Bir şeyden ilham almanı kişisel olarak çok doğru buluyorum. “Taklit etmek” doğamızda var. Konuşmayı bile sesi taklit ederek öğreniyoruz. Çocukluktan beri bir şeyleri taklit ederek öğreniyor, sonra bir kişiye, kimliğe dönüşüyoruz. Senin bu noktadaki tutumun, ilham alman ve dönüştürmen, yaratıcılığını besleyen bir etken.

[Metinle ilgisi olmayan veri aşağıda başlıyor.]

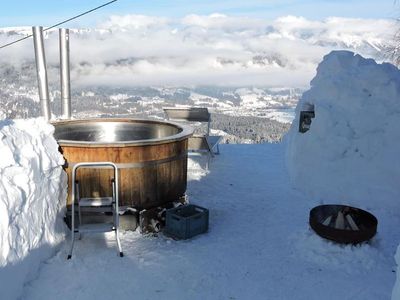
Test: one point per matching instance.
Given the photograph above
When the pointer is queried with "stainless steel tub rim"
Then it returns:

Katılıyorum. Bu sürekli yaptığımız bir şey. Ben bunun farkına varmaya çalışıyorum. Neyden ilham aldığımı keşfedip, onu iyileştirmeye çalışıyorum. Dediğim gibi, ilk yaptığım işte de halka kulplar vardı. Bu farketmeden yaptığım bir şeydi. Ben bunu keşfedip üzerine gittim. İnsan zihni böyle çalışıyor. Bence yaratıcılık da burada başlıyor. Bir yerden beslendiğini biliyorsun, ama bunu nasıl farklılaştırıp, iyileştirebilirsin? Tasarım bu noktada devreye giriyor.
Yaptığın vazolar, üretimin izlerini taşıyor. Bu vazoların yüzeylerini düzleştirmemek senin tasarım kararın. Aynı zamanda kalıp da kullanmıyorsun. Ürettiğin her nesne tekil. Buradaki kararından biraz bahseder misin
Seramiği yüz farklı yöntem kullanarak yapabilirsin. Kalıp ve torna bunlardan bazıları. Ben her seferinde ellerimle çalışmak istedim. Seramikte sevdiğim şey elimle üretebilmekti ve bunu kaybetmek istemedim. Tornada bile, her ne kadar el ile şekillendirseniz de arada bir araç daha var. Oysa sucuk veya fitil denilen yöntemde sadece ellerinizle ve çok basit aletler kullanarak çalışabiliyorsunuz. Bu yöntem kullanıldığında, aynı ürünü ikinci kez üretmek istediğinizde, yöntemin getirdiği kusurlardan dolayı farklı bir sonuç alıyorsunuz. Her yaptığınız iş, özel ve tek oluyor. Kullanıcı olarak da, her şeyin seri üretilmiş olmasından ve kusursuz olmasından sıkıldık bence. Bir ürünü elimize aldığımızda, onun üzerinde kusurları görmek, onun bir insanın ürünü olduğunu bilmek çok değerli. O zaman obje ile daha iyi bağ kurabiliyorsunuz. Onun üreticisini düşünüyorsunuz. Yaptığı hataları düşünüyorsunuz. Özel bir şey olduğunu, tutkuyla yapılan bir ürün olduğunu biliyorsunuz. Hem üretim süreci hem de tüketici ile kurduğu empati açısından baktığımda, bu yöntem bana çok iyi geliyor ve böyle devam etmeyi düşünüyorum. Renk ve sır konusunda karar verirken de bu düşüncem etkiliydi.
Sır kullanmıyorsun.
Sır kullanmadım. Sırlı denemelerim de oldu fakat sır çok parlak bir yüzey ve biraz kalın bir katman. Kusurları örtüyor. Kullandığım sır altı boyalar, genellikle desen çalışmak için kullanılıyor. Ben renkleri birbirileri ile karıştırıp, daha çok soluk renkler elde edip, tüm vazoyu aynı renge boyuyorum. Sır altı boya, çamurun dokusunu olduğu gibi hissetmenizi sağlıyor. Kusurları, pürüzleri, çukurları daha çok hissetmenize imkan tanıyor. Bu yüzden sır kullanmayayı tercih ettim. Bundan sonra da böyle devam edeceğim.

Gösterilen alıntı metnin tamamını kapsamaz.